Regardless of who has been in goal, this has become the dreaded home-ice disadvantage.
“I don’t know why our road record’s so much better,” Matt Duchene said Tuesday. “That’s got to change a little bit, obviously. We have to be a lot better. But we’ve had some bad games on the road too, games where we haven’t shown up. When we lose, we’re doing the same things, and it’s not a home versus road thing. When we win, we’re doing the same things. It’s not a home versus road thing there, either. It’s about playing good hockey, no matter what building we’re in.
“At home, yeah, it should be a place where other teams don’t want to play. There is such a thing as home-ice advantage. We haven’t really found it yet this year.”
Duchene’s stunning home-road scoring disparity is the kicker to all of this. He again is the Avs’ leading goal scorer, with 10 in the 23 games he has played in, sandwiched around missing four games with concussion symptoms. And a grand total of zero of those goals have come at home. There are no plans to require him to stay in a downtown hotel the night before home games. Not yet, anyway.
“I’m not playing any different, I don’t think,” Duchene said. “I feel I’m playing the same at home versus road, so you just have to stick with it. I’ve had some close calls at home. It’s going to go eventually. It’s just a matter of time.”
Avalanche captain Gabe Landeskog missed the 0-4-1 homestand with a lower body injury. He returned to the lineup for the loss in Montreal and the 3-1 win at Toronto the next night.
“We have to stop the bleeding at home,” Landeskog said. “We have to find ways to scrape up some points at home. It hasn’t been good enough so far, and it’s not going to be good enough if we keep this going. I think we showed a lot of urgency in Toronto and a lot of character from our whole group. That’s something we need at home-ice too. We need that punch-first mentality. … Come out, get a little (ticked) off and take control of the game.
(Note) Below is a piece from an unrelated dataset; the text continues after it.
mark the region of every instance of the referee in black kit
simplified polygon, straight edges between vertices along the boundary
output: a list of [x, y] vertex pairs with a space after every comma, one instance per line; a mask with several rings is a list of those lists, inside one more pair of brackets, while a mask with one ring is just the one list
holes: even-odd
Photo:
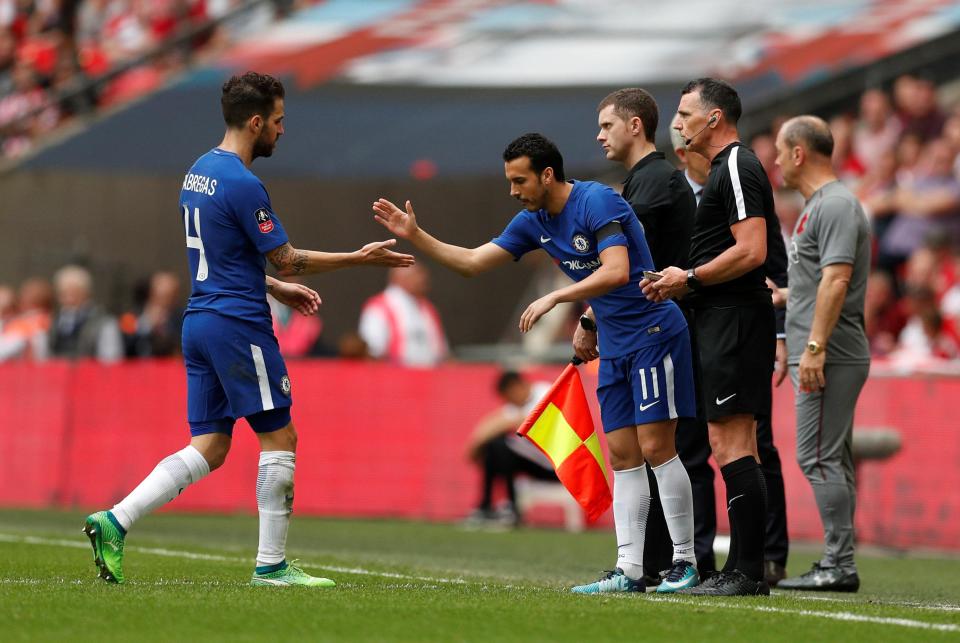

“You watch some of the games, especially when I was hurt, and it’s almost like we’re waiting for the game to start instead of taking charge of it. If we get a power play in the first period, or the first 10 minutes, we have to create momentum and a buzz off of that.”
Nathan MacKinnon agreed on the slow starts.
“I think our starts are getting the building quiet,” he said. “It’s kind of deflating for us.”